Nessa linha, Bilac (2014) considera que apesar de todas as mudanças ocorridas ao longo de décadas, o modelo de articulação entre trabalho e família não sofreu grandes alterações: “quando não é a própria mulher que acumula ambas as jornadas, em sua totalidade ou em grande parte, permanece a delegação do trabalho doméstico e do cuidado com os filhos para outra mulher, seja a empregada

doméstica remunerada, seja alguém da rede de parentesco e vizinhança” (BILAC, 2014, p. 139).

O acúmulo de jornadas é uma forma bastante representativa do significado que sobrecarga de trabalho assume na vida da mulher trabalhadora. Pesquisas como a realizada por Nogueira (2011), que usam de questionários e entrevistas com empregadas de determinadas categorias profissionais (no caso de Nogueira, o setor de telemarketing), são enfáticas em apontar como o tempo demandado pelo trabalho de reprodução implica um ônus excessivo quando somado à jornada de trabalho na produção, o que reflete em todos aspectos da vida da empregada, inclusive na sua condição de inserção e permanência no mercado de trabalho.

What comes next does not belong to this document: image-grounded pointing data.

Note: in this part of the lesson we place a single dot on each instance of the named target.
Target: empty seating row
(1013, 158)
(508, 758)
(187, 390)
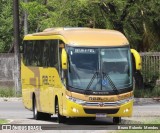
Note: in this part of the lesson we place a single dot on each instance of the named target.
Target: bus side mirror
(64, 59)
(137, 57)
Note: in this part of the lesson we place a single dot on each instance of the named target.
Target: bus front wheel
(61, 119)
(116, 120)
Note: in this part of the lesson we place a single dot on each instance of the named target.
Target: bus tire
(116, 120)
(61, 119)
(134, 83)
(36, 113)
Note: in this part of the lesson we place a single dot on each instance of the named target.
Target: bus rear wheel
(116, 120)
(61, 119)
(36, 113)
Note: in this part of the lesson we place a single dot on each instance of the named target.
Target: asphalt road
(17, 114)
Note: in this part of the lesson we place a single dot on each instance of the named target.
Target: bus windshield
(99, 69)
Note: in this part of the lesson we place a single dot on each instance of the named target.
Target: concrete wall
(6, 70)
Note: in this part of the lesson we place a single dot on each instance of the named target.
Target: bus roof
(82, 36)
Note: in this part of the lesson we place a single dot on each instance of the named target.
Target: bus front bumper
(73, 109)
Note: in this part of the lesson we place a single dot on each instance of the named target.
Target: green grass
(2, 121)
(7, 92)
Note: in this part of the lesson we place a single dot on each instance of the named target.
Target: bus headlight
(78, 101)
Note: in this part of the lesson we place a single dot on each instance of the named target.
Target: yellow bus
(78, 72)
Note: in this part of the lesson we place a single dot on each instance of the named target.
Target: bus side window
(53, 54)
(46, 54)
(28, 50)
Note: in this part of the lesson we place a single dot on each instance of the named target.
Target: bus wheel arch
(60, 118)
(36, 113)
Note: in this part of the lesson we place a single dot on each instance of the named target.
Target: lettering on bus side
(101, 99)
(48, 80)
(45, 80)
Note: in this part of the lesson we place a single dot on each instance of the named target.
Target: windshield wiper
(111, 82)
(92, 79)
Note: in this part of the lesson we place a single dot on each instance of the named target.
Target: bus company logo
(101, 104)
(107, 99)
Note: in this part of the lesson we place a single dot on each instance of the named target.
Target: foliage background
(138, 19)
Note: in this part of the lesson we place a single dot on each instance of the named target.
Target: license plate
(101, 115)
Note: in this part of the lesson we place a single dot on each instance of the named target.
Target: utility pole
(16, 47)
(25, 20)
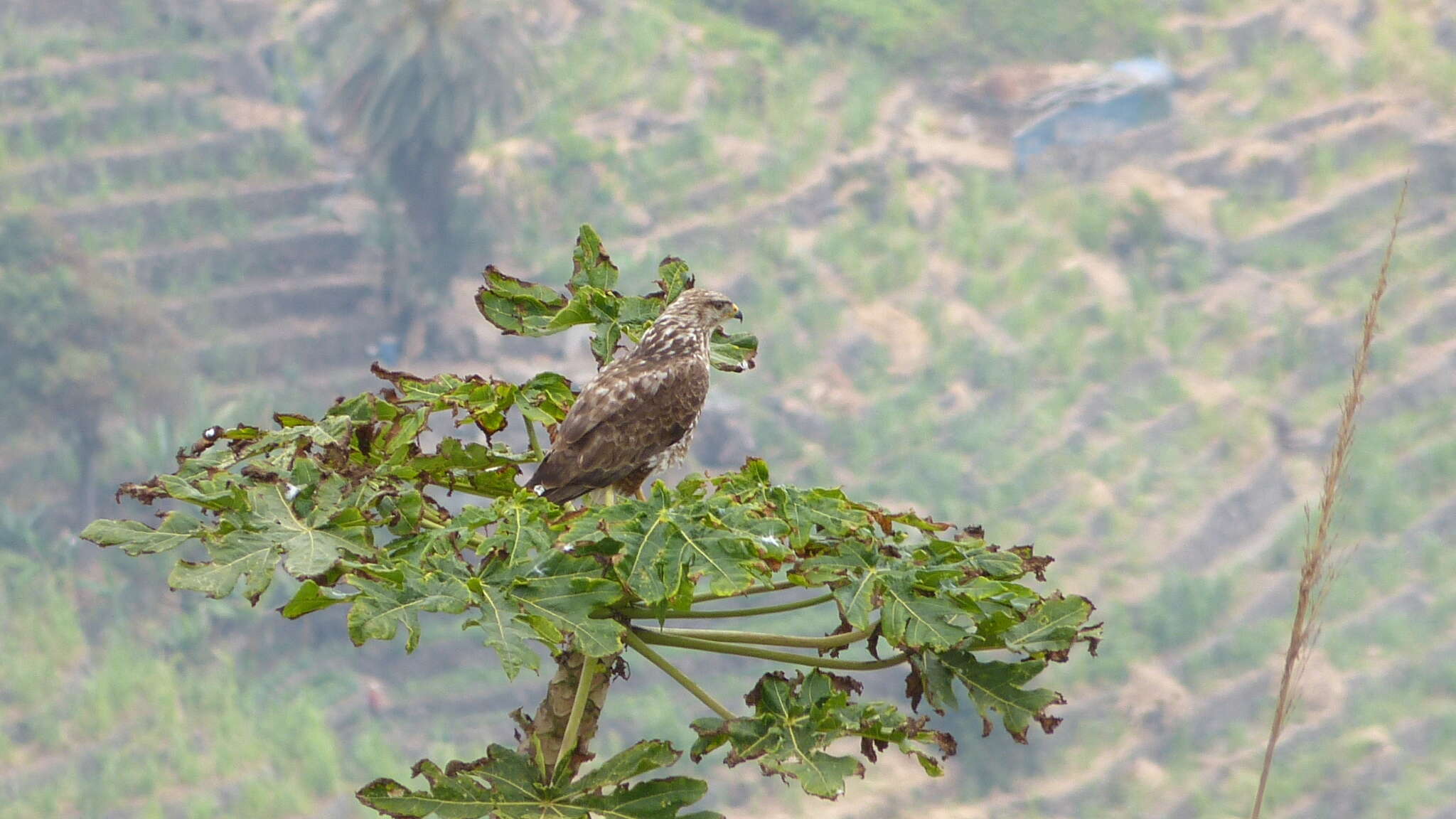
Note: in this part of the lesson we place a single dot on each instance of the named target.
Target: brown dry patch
(247, 112)
(897, 331)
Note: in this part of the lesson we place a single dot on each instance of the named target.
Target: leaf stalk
(641, 648)
(647, 614)
(651, 637)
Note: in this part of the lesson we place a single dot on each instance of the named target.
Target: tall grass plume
(1322, 556)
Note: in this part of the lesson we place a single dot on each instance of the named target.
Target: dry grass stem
(1322, 560)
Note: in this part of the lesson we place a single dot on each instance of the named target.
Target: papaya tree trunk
(550, 727)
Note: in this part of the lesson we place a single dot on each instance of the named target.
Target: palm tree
(414, 80)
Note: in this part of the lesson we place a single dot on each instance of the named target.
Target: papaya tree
(358, 512)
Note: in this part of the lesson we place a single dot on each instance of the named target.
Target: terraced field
(1138, 369)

Para essa tese, o caminho que se pretende seguir a partir desse momento é no sentido de dar visibilidade ao tempo – ou melhor – ao uso do tempo – como um indicador de desigualdades no mercado de trabalho, no sentido de compreender a necessidade de medir e dar visibilidade a quantidade de energia e tempo envolvidos na dedicação ao trabalho doméstico não remunerado como um pressuposto para a elaboração de políticas públicas que permitam redistribuir de forma equitativa as responsabilidades familiares para além do ambiente doméstico.

Dito de outra forma, compreende-se que o trabalho de reprodução não se constitui em uma obrigação exclusivamente privada, sendo necessária sua socialização não só entre familiares, mas também com Estado, com o mercado e com as comunidades onde as pessoas estão inseridas.

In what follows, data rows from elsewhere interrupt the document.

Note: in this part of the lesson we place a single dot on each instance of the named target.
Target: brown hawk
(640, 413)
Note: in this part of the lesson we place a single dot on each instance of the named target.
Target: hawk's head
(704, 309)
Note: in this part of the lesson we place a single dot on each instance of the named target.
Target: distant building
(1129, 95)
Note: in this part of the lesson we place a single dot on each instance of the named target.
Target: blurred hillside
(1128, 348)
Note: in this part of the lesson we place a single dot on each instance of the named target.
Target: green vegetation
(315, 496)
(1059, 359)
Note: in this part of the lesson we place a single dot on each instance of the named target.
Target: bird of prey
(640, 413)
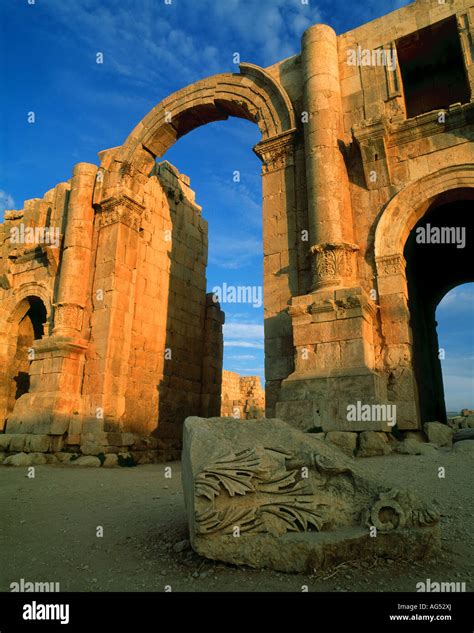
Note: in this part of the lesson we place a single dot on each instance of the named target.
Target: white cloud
(243, 330)
(6, 201)
(233, 251)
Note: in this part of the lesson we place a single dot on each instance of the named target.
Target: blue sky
(150, 49)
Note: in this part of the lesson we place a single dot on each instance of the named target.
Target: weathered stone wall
(27, 269)
(132, 341)
(242, 396)
(351, 324)
(154, 360)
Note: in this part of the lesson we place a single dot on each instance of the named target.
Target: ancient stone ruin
(108, 339)
(264, 494)
(242, 396)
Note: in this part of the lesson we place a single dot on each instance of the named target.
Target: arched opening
(29, 328)
(438, 253)
(454, 319)
(227, 183)
(129, 192)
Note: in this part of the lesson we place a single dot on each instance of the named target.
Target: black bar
(242, 612)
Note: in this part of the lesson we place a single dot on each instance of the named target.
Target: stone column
(76, 258)
(280, 273)
(54, 401)
(329, 208)
(105, 380)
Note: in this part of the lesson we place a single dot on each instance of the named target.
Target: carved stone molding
(332, 262)
(68, 317)
(122, 209)
(276, 153)
(391, 265)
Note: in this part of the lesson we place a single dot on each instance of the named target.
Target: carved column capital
(68, 319)
(332, 263)
(122, 209)
(277, 152)
(390, 265)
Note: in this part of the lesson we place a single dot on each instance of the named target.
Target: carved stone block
(264, 494)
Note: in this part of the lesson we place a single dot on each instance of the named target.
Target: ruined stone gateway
(106, 330)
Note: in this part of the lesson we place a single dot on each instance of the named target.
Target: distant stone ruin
(111, 337)
(242, 396)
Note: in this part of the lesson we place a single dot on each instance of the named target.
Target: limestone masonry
(242, 396)
(109, 341)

Nesse sentido, no capítulo que segue a esse se fará uma análise acerca das pesquisas sobre o uso do tempo, seu funcionamento e aplicação como um mecanismo potencialmente útil na elaboração e implementação de políticas públicas mais eficazes para a redução das desigualdades de gênero.

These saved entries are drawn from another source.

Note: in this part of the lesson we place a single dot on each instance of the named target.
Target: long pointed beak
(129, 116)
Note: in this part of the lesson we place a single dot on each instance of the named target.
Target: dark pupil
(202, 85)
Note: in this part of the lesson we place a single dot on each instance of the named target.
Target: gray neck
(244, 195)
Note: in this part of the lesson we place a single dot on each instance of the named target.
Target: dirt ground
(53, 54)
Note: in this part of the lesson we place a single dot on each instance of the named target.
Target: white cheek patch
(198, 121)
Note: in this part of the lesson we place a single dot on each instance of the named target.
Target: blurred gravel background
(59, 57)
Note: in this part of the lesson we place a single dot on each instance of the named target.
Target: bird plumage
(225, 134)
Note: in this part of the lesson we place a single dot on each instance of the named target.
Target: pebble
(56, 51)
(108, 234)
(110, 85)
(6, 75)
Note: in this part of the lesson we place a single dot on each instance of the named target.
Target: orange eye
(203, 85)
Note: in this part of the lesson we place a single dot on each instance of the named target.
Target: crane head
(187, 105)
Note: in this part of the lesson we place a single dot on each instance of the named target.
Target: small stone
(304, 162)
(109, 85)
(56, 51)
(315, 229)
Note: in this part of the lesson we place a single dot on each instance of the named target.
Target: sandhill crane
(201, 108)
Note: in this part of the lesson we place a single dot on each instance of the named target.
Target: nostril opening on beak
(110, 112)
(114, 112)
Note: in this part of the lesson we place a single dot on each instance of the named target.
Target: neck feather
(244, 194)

Assim se compreende porque, ao proporcionar informações sobre a quantidade de trabalho desenvolvido por homens e mulheres, tanto no trabalho produtivo como reprodutivo, as pesquisas de uso do tempo criam condições estatísticas para se estabelecer a inter-relação entre trabalho remunerado e trabalho não remunerado, as necessidades familiares de cuidados, a reprodução geracional da divisão sexual do trabalho, entre outras utilidades.